Friday, June 16, 2017

Have A Sample In There?




I saw this gentleman sitting across from me at their airport.  He was speaking Castilian Spanish into a phone.  I was typing away on emails and answering buzzings from my phone. He began to walk over to the gate.  I noticed he eyed me once and twice and then he walked up and began talking.  He offered unfortunate news.  Apparently Shanghai was having a tornado.  "Is that right?"  "Yes."  "We’re not likely to be leaving any time soon, then." This was not what I wanted to hear.  I acknowledged this as pleasantly as I could. 

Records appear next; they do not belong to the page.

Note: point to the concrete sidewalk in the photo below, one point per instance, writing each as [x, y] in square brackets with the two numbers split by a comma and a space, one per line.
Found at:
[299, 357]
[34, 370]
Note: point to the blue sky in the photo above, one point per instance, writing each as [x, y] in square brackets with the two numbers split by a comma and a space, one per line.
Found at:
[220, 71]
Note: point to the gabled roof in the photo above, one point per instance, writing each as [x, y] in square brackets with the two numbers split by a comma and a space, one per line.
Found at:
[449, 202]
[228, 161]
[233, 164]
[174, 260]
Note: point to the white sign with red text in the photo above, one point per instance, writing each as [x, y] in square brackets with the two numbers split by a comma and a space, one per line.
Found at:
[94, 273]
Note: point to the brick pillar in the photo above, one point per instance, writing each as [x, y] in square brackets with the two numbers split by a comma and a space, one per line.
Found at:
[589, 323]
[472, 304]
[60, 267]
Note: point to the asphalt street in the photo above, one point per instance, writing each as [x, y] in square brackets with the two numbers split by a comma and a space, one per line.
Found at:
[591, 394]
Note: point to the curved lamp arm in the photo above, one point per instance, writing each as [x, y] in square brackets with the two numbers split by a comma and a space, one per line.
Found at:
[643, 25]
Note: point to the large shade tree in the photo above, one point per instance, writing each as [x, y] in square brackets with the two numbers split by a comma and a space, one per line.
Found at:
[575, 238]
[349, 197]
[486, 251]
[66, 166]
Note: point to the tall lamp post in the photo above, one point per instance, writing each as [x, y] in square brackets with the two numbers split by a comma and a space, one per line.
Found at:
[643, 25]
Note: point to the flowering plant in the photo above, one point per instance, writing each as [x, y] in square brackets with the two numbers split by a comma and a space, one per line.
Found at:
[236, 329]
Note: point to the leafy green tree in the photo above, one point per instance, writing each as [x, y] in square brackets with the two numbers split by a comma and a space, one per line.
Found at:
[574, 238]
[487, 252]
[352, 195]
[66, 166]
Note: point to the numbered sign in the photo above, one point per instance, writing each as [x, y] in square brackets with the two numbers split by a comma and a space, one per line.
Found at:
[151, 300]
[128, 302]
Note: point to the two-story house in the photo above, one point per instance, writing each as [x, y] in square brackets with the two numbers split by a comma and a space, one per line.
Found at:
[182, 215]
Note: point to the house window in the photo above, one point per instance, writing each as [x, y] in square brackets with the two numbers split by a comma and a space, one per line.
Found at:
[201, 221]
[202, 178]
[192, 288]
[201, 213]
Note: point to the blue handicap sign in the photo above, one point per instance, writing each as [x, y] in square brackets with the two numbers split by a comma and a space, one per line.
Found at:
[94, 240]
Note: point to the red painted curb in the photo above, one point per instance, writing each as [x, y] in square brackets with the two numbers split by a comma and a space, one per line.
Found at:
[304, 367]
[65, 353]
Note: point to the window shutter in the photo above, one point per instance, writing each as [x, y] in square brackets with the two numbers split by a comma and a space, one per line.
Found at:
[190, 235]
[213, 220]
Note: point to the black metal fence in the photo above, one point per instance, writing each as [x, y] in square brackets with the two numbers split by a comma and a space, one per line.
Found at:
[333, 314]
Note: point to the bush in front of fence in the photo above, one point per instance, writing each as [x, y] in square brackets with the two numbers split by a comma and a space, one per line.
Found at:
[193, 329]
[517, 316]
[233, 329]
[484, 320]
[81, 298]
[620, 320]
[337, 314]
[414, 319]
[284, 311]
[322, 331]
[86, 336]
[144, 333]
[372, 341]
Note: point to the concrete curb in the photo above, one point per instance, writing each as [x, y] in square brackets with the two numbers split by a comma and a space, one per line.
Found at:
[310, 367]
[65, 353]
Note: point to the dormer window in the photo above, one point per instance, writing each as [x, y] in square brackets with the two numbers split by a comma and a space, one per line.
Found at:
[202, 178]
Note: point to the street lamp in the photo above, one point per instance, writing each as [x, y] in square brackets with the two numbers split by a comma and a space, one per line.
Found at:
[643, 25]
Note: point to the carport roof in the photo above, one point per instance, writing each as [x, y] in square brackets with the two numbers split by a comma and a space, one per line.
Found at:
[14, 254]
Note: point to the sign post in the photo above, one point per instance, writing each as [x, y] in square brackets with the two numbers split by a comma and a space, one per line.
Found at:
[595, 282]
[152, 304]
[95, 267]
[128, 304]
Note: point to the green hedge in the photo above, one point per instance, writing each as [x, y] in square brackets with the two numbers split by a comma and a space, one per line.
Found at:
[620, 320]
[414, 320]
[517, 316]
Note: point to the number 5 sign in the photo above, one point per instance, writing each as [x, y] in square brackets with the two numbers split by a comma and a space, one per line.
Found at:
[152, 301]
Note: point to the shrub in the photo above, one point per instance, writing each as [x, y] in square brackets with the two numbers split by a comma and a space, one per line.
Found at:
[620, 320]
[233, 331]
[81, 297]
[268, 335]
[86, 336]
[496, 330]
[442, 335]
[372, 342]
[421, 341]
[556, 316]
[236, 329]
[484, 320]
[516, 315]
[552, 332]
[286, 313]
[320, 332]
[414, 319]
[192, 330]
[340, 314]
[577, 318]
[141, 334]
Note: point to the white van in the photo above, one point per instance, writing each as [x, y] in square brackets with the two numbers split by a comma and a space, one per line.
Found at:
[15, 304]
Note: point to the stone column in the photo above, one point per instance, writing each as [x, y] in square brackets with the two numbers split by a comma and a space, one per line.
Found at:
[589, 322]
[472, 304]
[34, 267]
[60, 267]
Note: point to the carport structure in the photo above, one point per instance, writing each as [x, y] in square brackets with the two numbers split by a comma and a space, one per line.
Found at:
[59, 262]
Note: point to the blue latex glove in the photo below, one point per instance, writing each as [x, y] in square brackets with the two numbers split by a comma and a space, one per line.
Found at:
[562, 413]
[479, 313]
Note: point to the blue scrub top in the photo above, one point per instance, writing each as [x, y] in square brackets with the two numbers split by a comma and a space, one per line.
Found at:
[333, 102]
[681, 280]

He continued to talk and I felt bad because he was standing and I was sitting.  All the seats around me were taken.  Eventually I stood up to continue the chat.  He was a wine merchant from Madrid.  This had an effect on me.  Suddenly I wanted very badly to sample some of his wares.  I looked around and considered the various restaurants in the Beijing Capital Airport.  No.  None of them would have anything like good wine.  I looked down at his carry on.  Might he have a sample in there?



I struggled.  The fingers of work were pulling at me to return.  There were always another few emails I could get out.  I had stopped midway through writing a blog post.  But quickly it became clear that he was a thoughtful, cultured gentleman, about whom I could learn not only why it was that wine grown in Shandong would never likely mature the way wine in Australia or California had, but also that Seneca was from Cordoba and the architecture of Lima was much more interesting in his opinion, than that of Santiago.  More than once his eyes unexpectedly reminded me of a great friend of mine whom I rarely see any more and this, more than anything made me consistently abandon the impulse to say “well, I guess we’ll be stuck for a while.  I’ve work to do.  If you’ll excuse me.”



And as often happens, he revealed an almost talismanic admiration for China.  China was ascendant.  China would be running things soon.  The U.S. was being eclipsed.  They are building out and taking over Africa, that’s for sure.  I understand and subscribe to a variant of this thinking.  But it is striking rarely people factor in China’s fragility.  I think older Chinese all know.  Older Chinese know that things can turn, quickly, horribly.  And that while we all hope this is the ascendant period of a glorious four-hundred-year dynasty there is nothing certain about this.  People imagine China ruling other places, when they are still trying to figure out their domestic stability as well as the improvement of their grape cultivation.